Ironicamente, esse mesmo aparato tecnológico ____ “bombardeando” a sociedade de dados, informações e teorias, além das diferentes abordagens políticas e ideológicas ____ intensifica a dinâmica dos riscos e das incertezas quanto ao presente e ao futuro das várias dimensões da sociedade moderna. Considere-se, ainda, o fato de a sociedade ser muito mais globalizada e interconectada atualmente; ou seja, as relações são muito mais interdependentes e medidas locais possuem impactos globais muito maiores do que no passado.
Uma dimensão impactada pela atual pandemia é a dos contratos e relações jurídicas e também, por que não destacar, a dinâmica de alterações recentes no aparato legal e jurisprudencial. É inquestionável o caráter de excepcionalidade e imprevisibilidade da situação, que tem gerado uma desproporcionalidade repentina nas obrigações e prestações estabelecidas em determinados contratos, criando vantagens e/ou desvantagens excessivas às partes.
Também se observa a falta de uniformidade nas recentes políticas públicas adotadas pelos entes federados, bem como no esforço legislativo em construir novas soluções para a situação atual, gerando impactos nas atividades empresariais. O ambiente, certamente é de insegurança, tanto econômica quanto jurídica.
Tome-se, por exemplo, a situação de um lojista que se vê impedido de realizar a sua atividade fim em decorrência das restrições impostas pelo Poder Público. São inúmeras as possibilidades de abordagem da problemática, pois as consequências podem ser maiores do que o problema financeiro e de inadimplemento de eventual contrato de aluguel do estabelecimento comercial.
Além dos efeitos imediatos e daqueles futuros sob a perspectiva jurídica, também é importante refletir sobre as transformações que se farão necessárias nos modelos dos negócios, lembrando que nem todas serão exequíveis técnica e economicamente.
A impossibilidade de manutenção da atividade comercial em lojas, centros comerciais, shoppings centers e estabelecimentos congêneres já causa, em curto prazo, uma modificação nos padrões de consumo e no perfil dos consumidores. Em médio e longo prazo, não será diferente. A tendência é que o mercado não volte a ser como era antes.
Muitos consumidores que hoje têm receios em realizar compras pela internet estão sendo obrigados a fazê-lo como meio de assegurar o distanciamento social e evitar a disseminação do coronavírus.
No entanto, com a prática, podem se acostumar aos benefícios do e-commerce e o volume de vendas das lojas físicas, mesmo após a crise, poderá reduzir em razão de tal alteração no comportamento do consumidor. Se antes da pandemia a preocupação com o crescimento do e-commerce em detrimento do modelo clássico já existia, agora, se intensifica.
Diante desse novo panorama, os empresários serão desafiados diariamente a ser mais inovadores e sensíveis às novas exigências do mercado a fim de garantir a sua “sobrevivência” e diminuir seus riscos no mundo dos negócios.

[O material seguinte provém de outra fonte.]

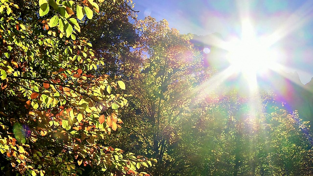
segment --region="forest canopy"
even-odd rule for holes
[[[218,51],[134,9],[0,0],[1,175],[313,175],[307,109],[215,81]]]

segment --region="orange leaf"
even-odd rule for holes
[[[34,99],[38,97],[38,95],[39,95],[39,93],[37,92],[33,92],[33,93],[30,95],[30,98],[31,98],[32,99]]]
[[[80,75],[79,75],[78,74],[74,74],[73,75],[73,77],[74,78],[79,78],[80,77]]]
[[[40,132],[42,136],[45,136],[47,134],[47,131],[43,130]]]
[[[111,127],[111,125],[112,125],[112,119],[111,119],[111,117],[108,116],[107,117],[107,124],[108,124],[109,127]]]
[[[116,124],[116,123],[113,122],[113,123],[112,123],[112,126],[111,126],[111,128],[112,128],[112,130],[116,131],[116,129],[117,128],[117,124]]]
[[[17,68],[19,67],[19,65],[18,64],[18,63],[16,62],[12,61],[12,62],[11,62],[11,63],[12,64],[13,64],[13,65],[14,65],[14,66],[15,66]]]
[[[77,70],[77,73],[78,73],[79,74],[81,74],[82,73],[83,73],[83,70],[82,70],[81,69],[79,68]]]
[[[47,23],[45,23],[45,30],[48,30],[49,29],[49,25],[48,25],[48,24],[47,24]]]
[[[73,10],[70,8],[67,7],[66,10],[70,17],[72,16],[72,15],[74,15],[74,12],[73,12]]]
[[[99,117],[99,123],[100,123],[100,124],[102,124],[105,121],[105,118],[104,117],[104,115],[100,115],[100,116]]]
[[[82,163],[83,163],[83,160],[82,159],[82,158],[79,158],[79,159],[78,159],[78,160],[77,161],[77,163],[78,164],[78,165],[80,166]]]
[[[117,116],[116,115],[116,114],[112,113],[112,120],[113,121],[113,122],[115,123],[116,123],[116,122],[117,122]]]
[[[28,100],[25,103],[25,108],[28,109],[30,106],[30,104],[31,103],[31,101],[30,100]]]
[[[44,88],[45,89],[48,89],[50,87],[50,84],[49,83],[44,83]]]

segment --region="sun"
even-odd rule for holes
[[[226,59],[234,74],[240,74],[251,91],[257,88],[257,77],[277,66],[277,51],[272,48],[266,36],[256,34],[249,21],[243,22],[241,38],[234,38],[225,44]]]
[[[257,74],[270,69],[275,65],[275,53],[260,39],[233,41],[227,56],[231,66],[248,74]]]

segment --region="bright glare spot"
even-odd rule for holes
[[[268,38],[257,36],[248,21],[242,24],[242,36],[228,43],[227,59],[231,66],[244,74],[256,75],[275,66],[277,53]]]
[[[209,48],[206,47],[206,48],[204,48],[204,49],[203,49],[203,52],[205,54],[208,54],[210,53],[210,51],[211,51],[211,50]]]
[[[257,35],[248,20],[242,24],[241,38],[226,44],[227,59],[233,73],[240,73],[246,81],[252,95],[257,92],[257,76],[277,69],[278,52],[271,48],[270,38]]]
[[[257,74],[271,68],[275,54],[264,44],[254,39],[233,42],[227,57],[231,66],[244,74]]]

Para isso, também deverão proceder à avaliação de tendências, riscos e oportunidades nas dimensões mais relevantes para seus negócios. Nesse sentido, deve ser destacada a necessidade de maior e permanente atenção à dimensão legal-regulatória-jurídica, a qual pode contribuir com a sobrevivência nesse momento de crise mas, em especial, com o sucesso da atividade empresarial no futuro.